Below is a pictorial example illustrating the semantics of CTE. Let the input Tickstore table contain the following rows (the ask column is omitted for simplicity). Ignore the output column window_id for now.
Now let us answer the following query. The values of its output column window_id are shown in the above table.
SELECT symbol, bid, timestamp, CONDITIONAL_TRUE_EVENT(bid > 10.6) OVER(PARTITION BY symbol ORDER BY timestamp) window_id
The input and output data can be visualized in the following figure. The blue dots represent the input rows. Whenever the bid price goes above the threshold value $10.6, the output window_id is incremented.
Accessing Previous Rows in Event-based Window Functions
In the example of event-based window functions provided above, the Boolean expression P within CTE only accesses values from the current row. However, sometimes the window border-defining event type involves a sequence of recent past rows as well as the current row. For example, we may want to define a new window whenever the average value of bid and ask in the current row is above that in the last row. This Boolean expression can be formulated in Vertica as (bid1 + ask1) / 2 – (LAG(bid1) + LAG(ask1))/2 > 0. More generally, we use the analytic functional syntax LAG(x, n) to retrieve the value of column X in the nth to last input row. The second parameter n is optional, and defaults to 1.

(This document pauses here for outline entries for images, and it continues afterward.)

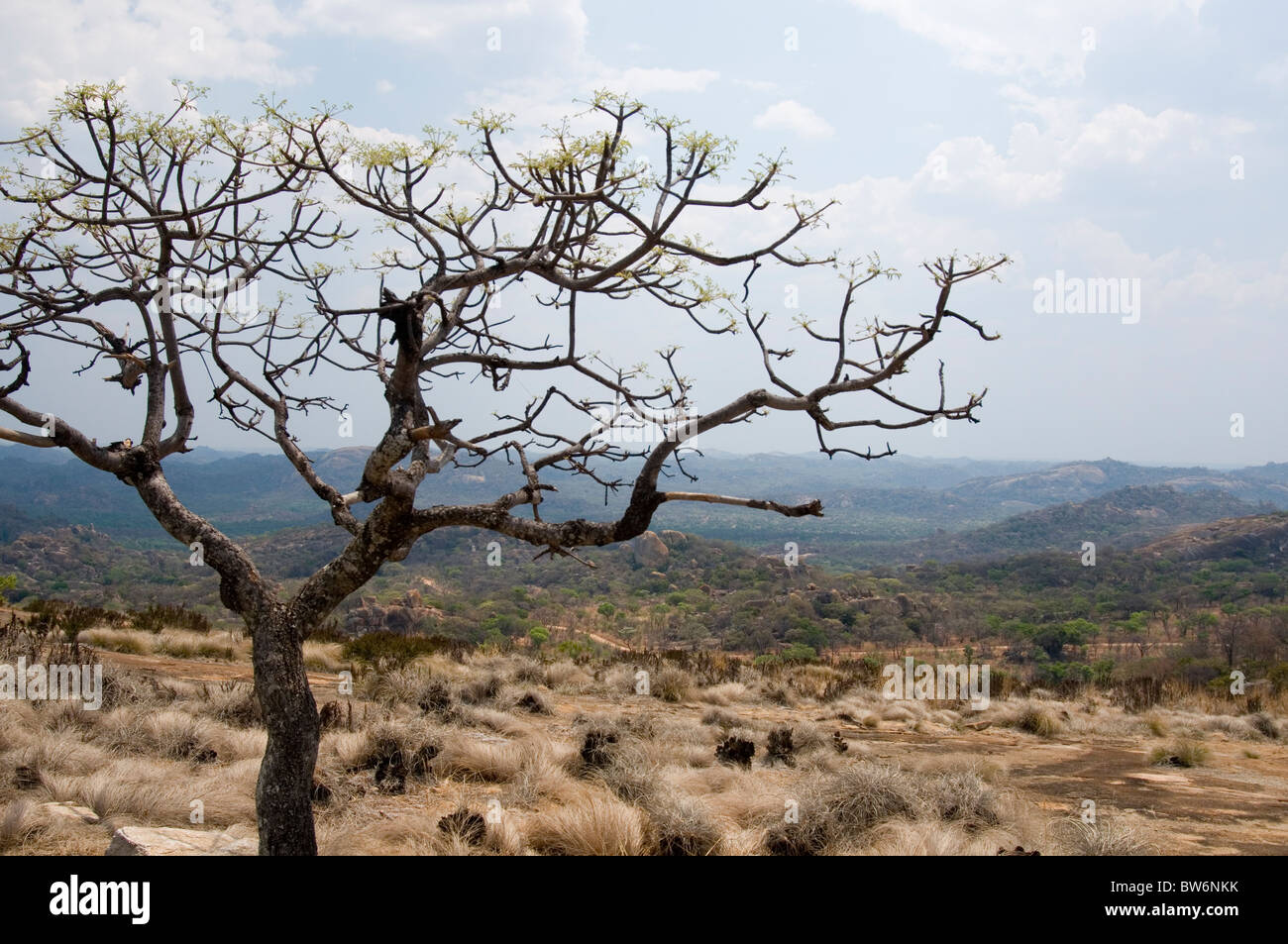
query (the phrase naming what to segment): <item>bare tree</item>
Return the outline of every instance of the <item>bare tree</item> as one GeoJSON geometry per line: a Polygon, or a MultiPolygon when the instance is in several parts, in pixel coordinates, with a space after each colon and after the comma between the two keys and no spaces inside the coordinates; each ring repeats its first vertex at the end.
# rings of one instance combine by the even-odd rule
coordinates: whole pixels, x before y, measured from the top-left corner
{"type": "Polygon", "coordinates": [[[26,429],[0,429],[0,438],[68,449],[116,475],[218,572],[222,601],[254,640],[268,728],[256,787],[263,854],[316,853],[309,795],[319,732],[303,643],[422,534],[473,527],[576,556],[578,547],[643,533],[665,502],[822,515],[819,501],[667,491],[659,475],[693,480],[683,465],[688,439],[770,411],[808,417],[828,456],[863,458],[893,451],[859,452],[828,435],[938,417],[978,421],[983,393],[951,406],[942,362],[936,401],[909,402],[890,381],[949,323],[992,340],[949,309],[949,292],[996,276],[1006,260],[927,263],[938,287],[933,312],[859,323],[858,290],[894,273],[876,259],[842,267],[797,249],[827,207],[770,200],[784,176],[782,157],[761,158],[732,192],[716,184],[734,157],[728,140],[607,94],[577,117],[590,130],[574,134],[565,124],[537,153],[520,156],[502,153],[504,118],[483,113],[465,122],[469,147],[437,131],[415,144],[370,144],[334,109],[298,116],[261,102],[254,120],[233,121],[202,117],[194,104],[180,86],[173,112],[143,113],[118,86],[80,86],[49,122],[6,143],[13,165],[0,188],[22,218],[0,238],[8,299],[0,410],[26,429]],[[629,127],[657,142],[650,164],[631,153],[629,127]],[[779,225],[762,224],[769,236],[733,251],[685,229],[696,214],[734,211],[779,225]],[[374,261],[336,278],[345,249],[377,236],[385,242],[374,261]],[[766,316],[751,307],[753,276],[766,265],[826,265],[844,276],[835,325],[802,322],[809,344],[824,352],[813,363],[826,363],[808,381],[786,376],[793,352],[770,346],[766,316]],[[735,273],[728,287],[710,274],[723,269],[735,273]],[[265,304],[238,300],[241,287],[260,282],[279,291],[265,304]],[[352,300],[355,285],[366,303],[352,300]],[[555,312],[562,335],[528,339],[522,318],[498,313],[502,294],[555,312]],[[578,310],[596,299],[675,309],[711,335],[746,327],[768,385],[697,412],[677,349],[658,352],[661,381],[582,349],[578,310]],[[137,407],[134,437],[99,444],[24,398],[37,364],[59,370],[58,348],[77,352],[77,375],[115,371],[103,379],[122,408],[137,407]],[[522,407],[466,429],[453,382],[486,381],[502,402],[520,376],[549,382],[522,407]],[[209,393],[222,420],[273,440],[348,533],[344,550],[292,592],[265,580],[246,550],[193,514],[166,480],[166,460],[192,448],[193,386],[209,393]],[[389,412],[361,479],[343,484],[319,477],[291,429],[300,415],[345,411],[340,393],[380,393],[389,412]],[[835,403],[859,393],[893,419],[833,415],[835,403]],[[605,438],[623,417],[657,422],[667,435],[639,446],[605,438]],[[416,505],[426,477],[488,460],[514,469],[513,491],[484,504],[416,505]],[[613,478],[608,470],[627,460],[639,464],[629,466],[632,477],[613,478]],[[629,488],[625,510],[603,522],[547,520],[542,497],[556,473],[629,488]]]}

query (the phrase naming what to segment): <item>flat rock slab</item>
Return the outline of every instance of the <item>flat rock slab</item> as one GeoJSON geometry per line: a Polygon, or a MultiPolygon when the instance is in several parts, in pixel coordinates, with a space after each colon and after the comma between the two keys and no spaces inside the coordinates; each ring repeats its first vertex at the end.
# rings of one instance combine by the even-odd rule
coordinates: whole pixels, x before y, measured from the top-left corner
{"type": "Polygon", "coordinates": [[[247,832],[126,826],[112,835],[104,855],[258,855],[259,842],[247,832]]]}

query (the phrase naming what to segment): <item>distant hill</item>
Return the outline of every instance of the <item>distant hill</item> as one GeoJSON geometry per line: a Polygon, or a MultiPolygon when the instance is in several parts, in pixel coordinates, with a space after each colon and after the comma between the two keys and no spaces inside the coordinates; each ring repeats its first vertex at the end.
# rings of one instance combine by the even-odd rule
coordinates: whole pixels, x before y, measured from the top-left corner
{"type": "Polygon", "coordinates": [[[1140,552],[1176,560],[1244,558],[1278,565],[1288,560],[1288,514],[1193,524],[1145,545],[1140,552]]]}
{"type": "Polygon", "coordinates": [[[1136,547],[1182,524],[1212,522],[1265,511],[1227,492],[1186,492],[1173,486],[1128,486],[1087,501],[1063,502],[1014,515],[958,534],[887,546],[884,560],[867,563],[942,562],[1003,558],[1033,551],[1077,551],[1083,541],[1118,549],[1136,547]]]}
{"type": "MultiPolygon", "coordinates": [[[[319,451],[313,458],[325,479],[348,489],[357,484],[367,455],[365,448],[349,447],[319,451]]],[[[1061,513],[1066,518],[1072,514],[1068,520],[1025,519],[1007,528],[987,529],[1016,515],[1088,502],[1131,487],[1167,487],[1180,495],[1212,492],[1235,500],[1222,504],[1209,495],[1185,505],[1177,496],[1149,498],[1150,507],[1160,515],[1159,528],[1248,514],[1264,502],[1288,510],[1288,464],[1213,471],[1137,466],[1108,458],[1051,465],[898,455],[864,462],[828,460],[814,453],[741,456],[711,451],[688,457],[685,470],[698,477],[698,482],[679,477],[666,482],[671,487],[683,482],[697,491],[782,502],[820,498],[826,518],[784,519],[750,509],[675,502],[658,510],[656,529],[735,541],[761,552],[781,552],[792,541],[817,555],[817,560],[840,568],[927,556],[1007,554],[1045,546],[1043,542],[1055,545],[1096,524],[1086,515],[1095,518],[1109,511],[1088,507],[1061,513]]],[[[635,466],[611,465],[605,471],[629,483],[635,466]]],[[[197,514],[237,538],[330,527],[328,510],[282,456],[201,447],[169,460],[166,474],[175,492],[197,514]]],[[[551,483],[559,491],[550,493],[542,506],[549,518],[609,518],[629,497],[625,487],[605,495],[601,486],[583,477],[555,474],[551,483]]],[[[518,484],[518,470],[504,462],[450,469],[426,483],[424,501],[486,502],[518,484]]],[[[1122,540],[1149,524],[1144,509],[1136,511],[1141,514],[1132,511],[1135,516],[1117,523],[1110,515],[1097,527],[1122,540]]],[[[93,525],[128,546],[173,543],[138,496],[115,478],[61,451],[0,448],[0,543],[57,524],[93,525]]]]}

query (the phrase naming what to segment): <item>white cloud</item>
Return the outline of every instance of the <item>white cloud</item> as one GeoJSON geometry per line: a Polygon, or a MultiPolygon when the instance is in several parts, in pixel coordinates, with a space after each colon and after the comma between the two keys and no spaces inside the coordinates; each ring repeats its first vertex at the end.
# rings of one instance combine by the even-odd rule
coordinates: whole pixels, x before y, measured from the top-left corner
{"type": "Polygon", "coordinates": [[[831,138],[835,129],[813,108],[793,99],[772,104],[751,121],[762,131],[791,131],[799,138],[831,138]]]}
{"type": "MultiPolygon", "coordinates": [[[[1033,77],[1056,84],[1083,77],[1088,55],[1123,21],[1157,23],[1203,0],[850,0],[943,46],[953,63],[974,72],[1033,77]],[[1090,32],[1088,32],[1090,31],[1090,32]],[[1092,48],[1088,49],[1087,46],[1092,48]]],[[[1148,27],[1148,23],[1146,23],[1148,27]]],[[[1132,40],[1140,24],[1131,30],[1132,40]]]]}
{"type": "Polygon", "coordinates": [[[0,80],[10,97],[0,117],[41,120],[54,98],[82,81],[126,84],[148,107],[170,100],[170,80],[292,85],[312,70],[287,68],[274,40],[300,31],[268,0],[10,0],[0,5],[8,42],[0,80]]]}
{"type": "Polygon", "coordinates": [[[440,0],[431,8],[420,0],[381,0],[376,8],[370,0],[305,0],[298,17],[321,32],[408,45],[459,46],[474,31],[479,50],[486,49],[489,28],[500,30],[502,50],[533,31],[541,32],[542,41],[563,37],[562,46],[580,50],[587,27],[581,0],[440,0]]]}
{"type": "Polygon", "coordinates": [[[707,68],[629,68],[625,72],[605,70],[601,81],[620,91],[643,97],[665,91],[706,91],[719,77],[719,72],[707,68]]]}
{"type": "Polygon", "coordinates": [[[1288,55],[1257,70],[1257,81],[1276,89],[1288,86],[1288,55]]]}

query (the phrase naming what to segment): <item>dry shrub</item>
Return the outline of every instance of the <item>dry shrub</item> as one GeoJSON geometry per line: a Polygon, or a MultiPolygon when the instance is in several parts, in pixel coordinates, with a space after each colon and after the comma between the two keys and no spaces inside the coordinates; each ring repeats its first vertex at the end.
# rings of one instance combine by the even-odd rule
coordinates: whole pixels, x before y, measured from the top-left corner
{"type": "Polygon", "coordinates": [[[484,739],[469,732],[455,732],[443,739],[434,760],[434,773],[505,783],[518,777],[532,751],[531,742],[484,739]]]}
{"type": "Polygon", "coordinates": [[[1054,833],[1070,855],[1157,855],[1144,829],[1123,817],[1096,817],[1095,823],[1081,818],[1061,820],[1054,833]]]}
{"type": "Polygon", "coordinates": [[[693,676],[675,666],[662,666],[649,677],[649,693],[663,702],[683,702],[693,688],[693,676]]]}
{"type": "Polygon", "coordinates": [[[1181,738],[1170,746],[1158,746],[1149,753],[1149,762],[1175,768],[1197,768],[1207,764],[1212,752],[1197,741],[1181,738]]]}
{"type": "Polygon", "coordinates": [[[1051,708],[1034,702],[1025,702],[1014,716],[999,721],[999,724],[1018,728],[1039,738],[1054,738],[1064,730],[1064,725],[1051,708]]]}
{"type": "Polygon", "coordinates": [[[531,817],[526,833],[545,855],[643,855],[648,847],[644,814],[601,793],[531,817]]]}
{"type": "Polygon", "coordinates": [[[738,716],[732,711],[721,711],[720,708],[707,708],[702,712],[702,724],[717,725],[720,728],[735,728],[739,722],[738,716]]]}
{"type": "MultiPolygon", "coordinates": [[[[875,761],[860,761],[837,774],[804,778],[796,784],[796,822],[781,815],[765,831],[773,855],[853,853],[877,840],[868,836],[891,822],[944,824],[963,833],[1001,823],[999,797],[972,770],[916,774],[875,761]]],[[[927,829],[917,833],[922,845],[927,829]]],[[[953,836],[942,832],[943,842],[953,836]]],[[[948,844],[944,847],[957,847],[948,844]]]]}
{"type": "Polygon", "coordinates": [[[732,704],[734,702],[747,701],[748,692],[747,686],[741,681],[726,681],[721,685],[711,685],[705,688],[696,694],[699,702],[706,702],[707,704],[732,704]]]}

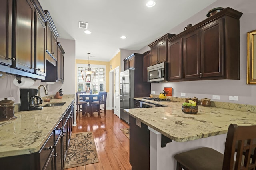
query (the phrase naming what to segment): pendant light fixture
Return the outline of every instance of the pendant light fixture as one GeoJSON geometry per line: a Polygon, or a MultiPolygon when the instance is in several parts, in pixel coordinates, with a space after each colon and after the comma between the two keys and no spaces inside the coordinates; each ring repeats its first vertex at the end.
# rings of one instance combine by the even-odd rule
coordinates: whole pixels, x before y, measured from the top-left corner
{"type": "Polygon", "coordinates": [[[93,71],[91,70],[91,67],[90,66],[90,54],[91,54],[90,52],[87,53],[88,54],[88,67],[87,67],[87,70],[85,71],[85,73],[87,74],[91,74],[93,73],[93,71]]]}

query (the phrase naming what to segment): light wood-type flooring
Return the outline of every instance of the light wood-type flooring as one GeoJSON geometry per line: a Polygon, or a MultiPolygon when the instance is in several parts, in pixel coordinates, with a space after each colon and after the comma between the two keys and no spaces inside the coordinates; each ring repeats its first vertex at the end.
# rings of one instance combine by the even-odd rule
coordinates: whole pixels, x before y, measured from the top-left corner
{"type": "Polygon", "coordinates": [[[100,162],[65,170],[131,170],[129,139],[120,130],[129,125],[114,114],[113,110],[107,110],[106,118],[103,113],[101,118],[97,112],[94,116],[86,117],[80,112],[72,133],[92,131],[100,162]]]}

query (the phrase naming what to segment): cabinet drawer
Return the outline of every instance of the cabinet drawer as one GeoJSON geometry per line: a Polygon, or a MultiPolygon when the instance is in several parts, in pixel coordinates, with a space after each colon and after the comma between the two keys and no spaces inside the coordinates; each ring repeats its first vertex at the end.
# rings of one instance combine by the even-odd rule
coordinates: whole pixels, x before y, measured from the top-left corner
{"type": "Polygon", "coordinates": [[[50,136],[42,147],[39,152],[40,159],[40,169],[43,169],[44,167],[47,166],[49,157],[52,156],[52,152],[53,149],[54,137],[53,132],[52,132],[50,136]]]}
{"type": "Polygon", "coordinates": [[[138,106],[139,108],[140,108],[140,101],[139,100],[134,100],[134,106],[138,106]]]}

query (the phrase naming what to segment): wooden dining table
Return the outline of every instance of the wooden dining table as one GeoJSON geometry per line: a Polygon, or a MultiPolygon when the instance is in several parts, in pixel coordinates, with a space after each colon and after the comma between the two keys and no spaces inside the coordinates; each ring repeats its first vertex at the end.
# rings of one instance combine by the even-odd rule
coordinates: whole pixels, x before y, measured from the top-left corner
{"type": "MultiPolygon", "coordinates": [[[[89,102],[89,105],[87,105],[87,107],[89,106],[89,114],[90,116],[93,116],[93,108],[92,106],[92,102],[94,101],[97,101],[99,100],[99,97],[100,95],[99,94],[80,94],[79,96],[83,98],[83,101],[86,101],[89,102]],[[97,99],[95,98],[97,98],[97,99]],[[89,99],[86,99],[87,98],[89,98],[89,99]]],[[[88,108],[87,108],[87,110],[88,108]]],[[[88,112],[88,110],[87,110],[88,112]]],[[[85,115],[86,114],[85,106],[84,104],[82,105],[82,114],[83,115],[85,115]]]]}

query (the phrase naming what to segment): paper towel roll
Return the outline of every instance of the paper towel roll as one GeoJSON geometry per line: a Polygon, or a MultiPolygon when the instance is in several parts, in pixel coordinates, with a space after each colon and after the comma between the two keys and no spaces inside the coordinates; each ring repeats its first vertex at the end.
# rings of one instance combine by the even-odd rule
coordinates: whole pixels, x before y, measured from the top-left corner
{"type": "Polygon", "coordinates": [[[33,86],[35,81],[32,79],[26,77],[22,77],[20,80],[15,78],[13,84],[16,86],[20,87],[29,87],[33,86]]]}

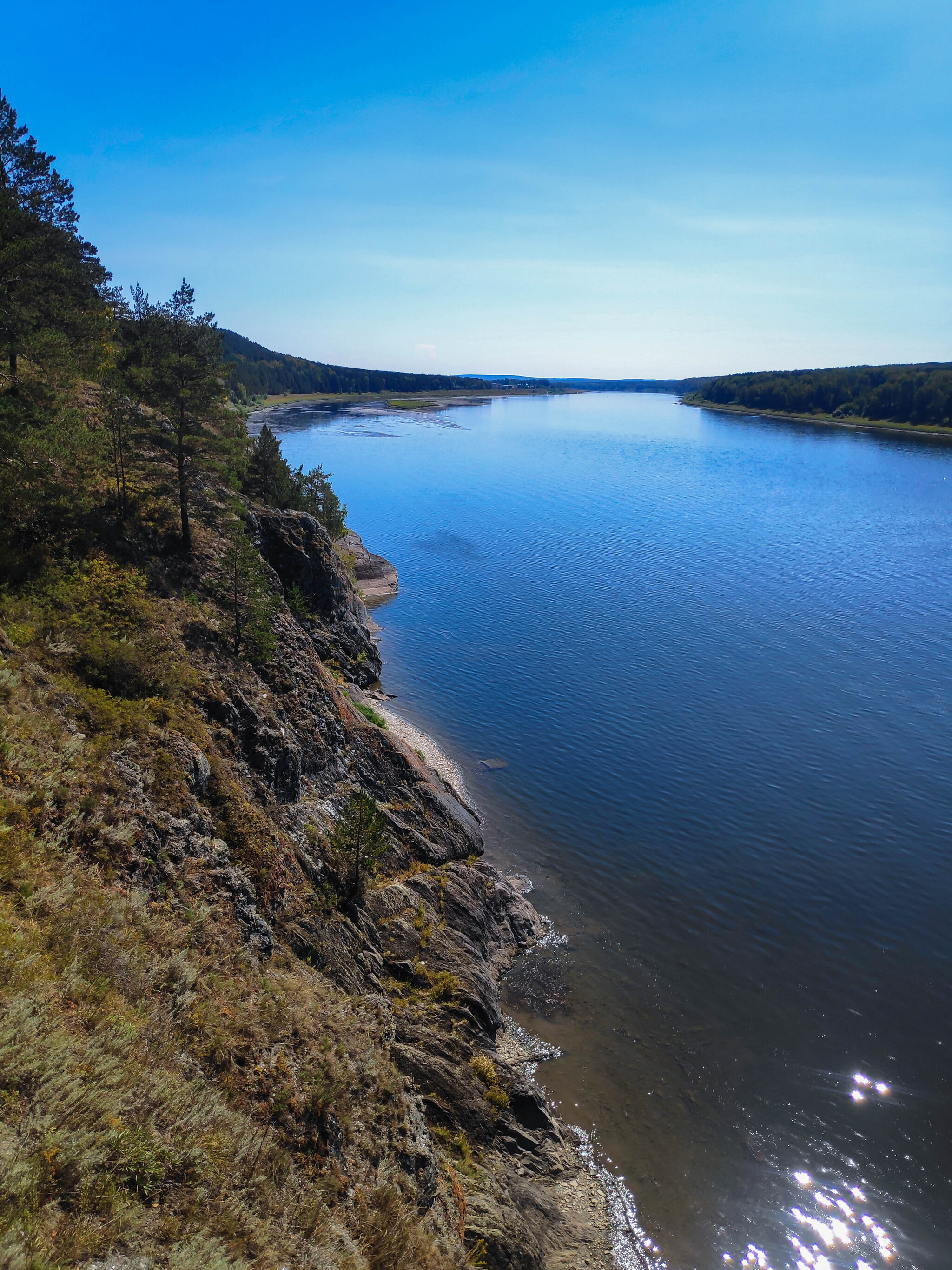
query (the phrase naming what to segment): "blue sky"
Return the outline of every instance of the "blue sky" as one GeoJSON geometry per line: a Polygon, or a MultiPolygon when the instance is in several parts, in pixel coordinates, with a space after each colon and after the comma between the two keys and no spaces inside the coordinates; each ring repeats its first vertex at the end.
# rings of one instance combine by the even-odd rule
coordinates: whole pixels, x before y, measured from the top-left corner
{"type": "Polygon", "coordinates": [[[122,283],[350,366],[952,359],[952,6],[62,4],[0,88],[122,283]]]}

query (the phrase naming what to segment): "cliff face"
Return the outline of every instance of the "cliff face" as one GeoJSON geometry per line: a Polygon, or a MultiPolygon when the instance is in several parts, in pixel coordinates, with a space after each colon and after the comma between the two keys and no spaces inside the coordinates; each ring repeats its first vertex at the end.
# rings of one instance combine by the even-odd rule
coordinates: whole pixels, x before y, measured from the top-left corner
{"type": "Polygon", "coordinates": [[[3,641],[0,1261],[607,1265],[604,1195],[496,1045],[499,974],[539,918],[349,701],[380,657],[324,531],[249,523],[293,606],[265,665],[194,598],[211,533],[149,564],[161,598],[136,621],[175,668],[165,695],[90,687],[88,636],[48,621],[3,641]],[[390,845],[344,902],[355,790],[390,845]]]}

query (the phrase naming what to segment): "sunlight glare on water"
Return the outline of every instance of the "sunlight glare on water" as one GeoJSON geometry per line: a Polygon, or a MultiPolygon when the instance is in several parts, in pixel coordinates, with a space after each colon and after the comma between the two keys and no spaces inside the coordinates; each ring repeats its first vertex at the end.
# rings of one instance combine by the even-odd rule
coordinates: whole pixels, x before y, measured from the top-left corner
{"type": "Polygon", "coordinates": [[[631,1256],[944,1270],[952,447],[651,395],[409,414],[268,422],[396,564],[392,705],[553,923],[506,1011],[631,1256]]]}

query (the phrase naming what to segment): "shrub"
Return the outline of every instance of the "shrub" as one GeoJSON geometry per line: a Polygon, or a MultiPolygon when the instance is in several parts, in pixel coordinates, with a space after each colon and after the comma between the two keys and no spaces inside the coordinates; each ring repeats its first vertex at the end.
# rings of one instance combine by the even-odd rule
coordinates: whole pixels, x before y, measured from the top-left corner
{"type": "Polygon", "coordinates": [[[386,728],[387,726],[387,720],[382,715],[378,715],[377,711],[373,710],[371,706],[362,705],[359,701],[354,701],[354,706],[360,711],[360,714],[364,716],[364,719],[368,719],[371,723],[376,724],[378,728],[386,728]]]}

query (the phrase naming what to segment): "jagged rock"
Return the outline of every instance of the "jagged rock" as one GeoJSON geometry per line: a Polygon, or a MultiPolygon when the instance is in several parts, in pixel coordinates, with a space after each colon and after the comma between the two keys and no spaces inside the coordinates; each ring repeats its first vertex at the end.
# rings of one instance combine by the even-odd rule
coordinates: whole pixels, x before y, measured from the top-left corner
{"type": "Polygon", "coordinates": [[[189,792],[203,798],[212,775],[212,766],[202,751],[179,732],[166,729],[162,734],[162,747],[179,762],[189,792]]]}
{"type": "Polygon", "coordinates": [[[360,686],[378,679],[381,659],[367,629],[367,608],[326,530],[306,512],[268,508],[248,519],[286,597],[297,588],[294,594],[308,611],[308,617],[301,616],[321,660],[335,660],[344,677],[360,686]]]}
{"type": "Polygon", "coordinates": [[[334,544],[345,563],[353,559],[354,577],[364,599],[386,599],[397,593],[397,572],[390,560],[373,555],[360,541],[360,535],[348,530],[334,544]]]}

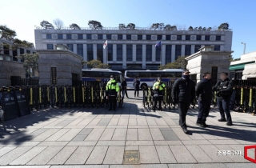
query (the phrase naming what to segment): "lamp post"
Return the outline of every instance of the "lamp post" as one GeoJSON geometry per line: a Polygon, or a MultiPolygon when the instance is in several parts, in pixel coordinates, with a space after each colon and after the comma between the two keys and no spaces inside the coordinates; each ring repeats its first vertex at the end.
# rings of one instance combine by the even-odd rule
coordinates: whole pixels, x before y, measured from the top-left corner
{"type": "Polygon", "coordinates": [[[241,42],[241,44],[243,44],[243,54],[246,54],[246,42],[241,42]]]}

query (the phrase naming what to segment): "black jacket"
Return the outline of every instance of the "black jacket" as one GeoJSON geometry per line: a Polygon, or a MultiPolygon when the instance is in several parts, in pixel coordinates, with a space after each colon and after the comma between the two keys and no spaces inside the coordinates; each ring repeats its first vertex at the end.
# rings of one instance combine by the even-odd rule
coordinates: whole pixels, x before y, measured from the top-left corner
{"type": "Polygon", "coordinates": [[[218,81],[213,87],[213,90],[216,91],[216,96],[218,98],[230,98],[233,92],[234,82],[230,81],[227,78],[224,81],[218,81]]]}
{"type": "Polygon", "coordinates": [[[206,78],[202,78],[195,87],[195,95],[198,100],[210,102],[212,100],[212,83],[206,78]]]}
{"type": "Polygon", "coordinates": [[[183,78],[177,79],[173,86],[171,96],[177,102],[192,102],[195,98],[194,82],[183,78]]]}

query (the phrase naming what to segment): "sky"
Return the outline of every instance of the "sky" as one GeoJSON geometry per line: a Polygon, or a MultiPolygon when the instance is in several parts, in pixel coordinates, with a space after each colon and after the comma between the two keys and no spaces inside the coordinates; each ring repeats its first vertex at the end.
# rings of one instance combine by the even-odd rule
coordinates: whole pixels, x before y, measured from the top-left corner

With its ability to access previous rows, we can show that CTE can express any event-based window functions whose input involves the current row and the past n rows for any arbitrary finite number n. A formal proof is omitted here in an attempt to keep the readers on this post.
Another Event-based Window Function CONDITIONAL_CHANGE_EVENT
Having covered the extremely powerful event-based window function CTE, we now introduce a second function CONDITIONAL_CHANGE_EVENT, abbreviate as CCE in this post. CCE takes an input expression E of any data type. E is evaluated once for each input row. When the value of E on the current row is different from the value of E on the previous row, the current row is labeled with a new window ID.
Semantically, CCE is a mere special version of CTE, because CCE(E(current row)) º CTE(E(current row) <> E(previous row)). However, proper use of CCE can result in more compact query formulation, and possibly better run-time performance.
More Use Cases of Event-based Window Functions
Besides Financial Services, event-based window functions have applications in many other industry sectors as well. Let us turn to log analysis, where the log data can be produced by click streams, software programs, online games, etc. say the popular MMORPG game World of Warcraft logs a sequence of action events for each in-game character. Each character can work on one major task at a time (e.g. slay dragons, obtain magical artifacts, etc). For each task being taken on by the character, its log events consist of a START TASK event, followed by a sequence of action events pertinent to accomplishing this task. An example table schema that stores such log data can be (character, event_type, timestamp). Now the log analyst would like to group the log events based on the tasks they are associated with. This can be accomplished by this event-based window function: CONDITIONAL_TRUE_EVENT(eventType = ‘START TASK’) OVER (PARTITION BY character ORDER BY timestamp) task_id.
It turns out that for clickstream analytics, CTE is a powerful tool to implement in-database sessionization capability with unmatched flexibility and performance. This will be the subject of a future post.